Pakistan will allow outbound international flights to resume from today, an aviation official said, after largely closing its airspace to commercial flights to curb the spread of the coronavirus pandemic.
Yesterday’s announcement came on the day the South Asian nation reported the largest one-day spread of the infection, with 2,636 cases and 57 deaths in the last 24 hours.
Pakistan has recorded a total of 64,028 cases.
De facto health minister Dr Zafar Mirza, the special assistant to the prime minister for health, has expressed fears that the national caseload will rise sharply in coming weeks.
Officials have raised concerns over the limited capacity of the healthcare system to cope with testing or quarantining a sudden wave of returning nationals should inbound flights resume.
Pakistan lifted almost all lockdown restrictions earlier this month.
The suspension of inbound international flights has stranded more than 100,000 Pakistanis around the world, mostly overseas workers in the Middle East.

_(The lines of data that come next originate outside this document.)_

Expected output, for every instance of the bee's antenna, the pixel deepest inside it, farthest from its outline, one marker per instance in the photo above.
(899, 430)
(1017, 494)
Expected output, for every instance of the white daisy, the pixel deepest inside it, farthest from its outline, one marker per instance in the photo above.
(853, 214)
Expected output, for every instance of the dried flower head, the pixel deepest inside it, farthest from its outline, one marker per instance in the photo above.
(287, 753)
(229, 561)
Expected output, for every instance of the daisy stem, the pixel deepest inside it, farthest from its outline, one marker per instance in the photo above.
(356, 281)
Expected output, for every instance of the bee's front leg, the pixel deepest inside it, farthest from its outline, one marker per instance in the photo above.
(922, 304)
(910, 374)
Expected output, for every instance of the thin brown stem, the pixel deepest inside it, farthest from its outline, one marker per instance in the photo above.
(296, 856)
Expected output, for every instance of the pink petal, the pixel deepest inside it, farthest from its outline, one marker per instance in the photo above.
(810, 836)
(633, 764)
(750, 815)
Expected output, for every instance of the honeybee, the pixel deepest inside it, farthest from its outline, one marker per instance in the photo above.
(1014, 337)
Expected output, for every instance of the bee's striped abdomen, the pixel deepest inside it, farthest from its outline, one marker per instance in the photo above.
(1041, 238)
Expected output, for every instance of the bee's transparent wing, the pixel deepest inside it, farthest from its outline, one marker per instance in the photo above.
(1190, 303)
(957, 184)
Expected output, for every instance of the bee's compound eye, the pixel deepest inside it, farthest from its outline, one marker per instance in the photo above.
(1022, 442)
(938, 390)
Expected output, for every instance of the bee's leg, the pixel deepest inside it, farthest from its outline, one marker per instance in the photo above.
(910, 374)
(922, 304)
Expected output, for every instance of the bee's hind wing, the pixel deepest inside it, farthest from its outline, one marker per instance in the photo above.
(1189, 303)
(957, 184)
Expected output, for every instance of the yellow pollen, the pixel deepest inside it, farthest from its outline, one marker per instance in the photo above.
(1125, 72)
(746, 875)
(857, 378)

“Both national and foreign airlines shall be allowed to operate from all international airports of Pakistan,” Abdul Sattar Khokhar, senior joint secretary at the Civil Aviation Authority (CAA), said in a statement, adding that flights would be allowed from today.
Two remote airports in southern Baluchistan province will be exempted from the operations, he said.
“The airlines...  may carry passengers from Pakistan to international destinations,” Khokhar said, adding that flights to Pakistan could carry cargo but not passengers.
The government had decided not to allow airlines to bring passengers into the country due to the still-rising numbers of new coronavirus infections, he said.
A special operation by the Pakistan International Airlines (PIA) to bring them back at a controlled pace is to continue the despite ban on the inbound flights, Khokhar said.
International and local flights have been suspended since March, with exemptions for some flights to enable international repatriation in and out of Pakistan.
Domestic operations had already resumed this month.
Those flights included a PIA Airbus A320 that crashed into a residential neighbourhood of Karachi on May 22, killing 97 on board.
Two passengers survived.
Despite a rising rate of infection, Pakistan has rolled back almost all lockdown measures, primarily to avert an economic meltdown.
Khokhar, however, said the passengers will have to follow standard precautions to help contain the virus for both the local and the international flights.
Meanhwile, a pharmaceutical company in Pakistan plans to import the antiviral drug remdesivir, which has shown promise in treating coronavirus patients, from neighbouring Bangladesh, it said in a stock exchange filing yesterday.
The Searle Company Limited announced that it had entered into an exclusive licensing and marketing agreement with Bangladesh’s Beximco Pharmaceuticals, the first company in the world to introduce the generic variant of remdesivir.
“Searle Pharma is planning to import remdesivir in finished form (ready to use) to meet the country’s urgent requirements,” the company told the Pakistan Stock Exchange.
Remdesivir, a drug developed by Gilead Sciences, has grabbed attention as one of the most promising treatments for Covid-19, the respiratory disease caused by the virus, which has killed more than 350,000 people globally.
This month, Ferozsons Pharma announced that it would make the drug in Pakistan after signing a non-exclusive licensing pact with Gilead to make and sell the drug to 127 nations, but it warned that production could take “weeks”.
Searle said the Bangladesh imports would ensure an immediate supply of the drug at an affordable price, helping to eliminate treatment delays by Pakistan’s healthcare providers.
Gilead’s patent gives the US company exclusive rights to make the antiviral.
However, global trade rules allow nations defined by the United Nations as least-developed countries (LDCs) to ignore the patent and make such drugs more affordable in their markets.
Bangladesh is one of 47 countries that fall under this category.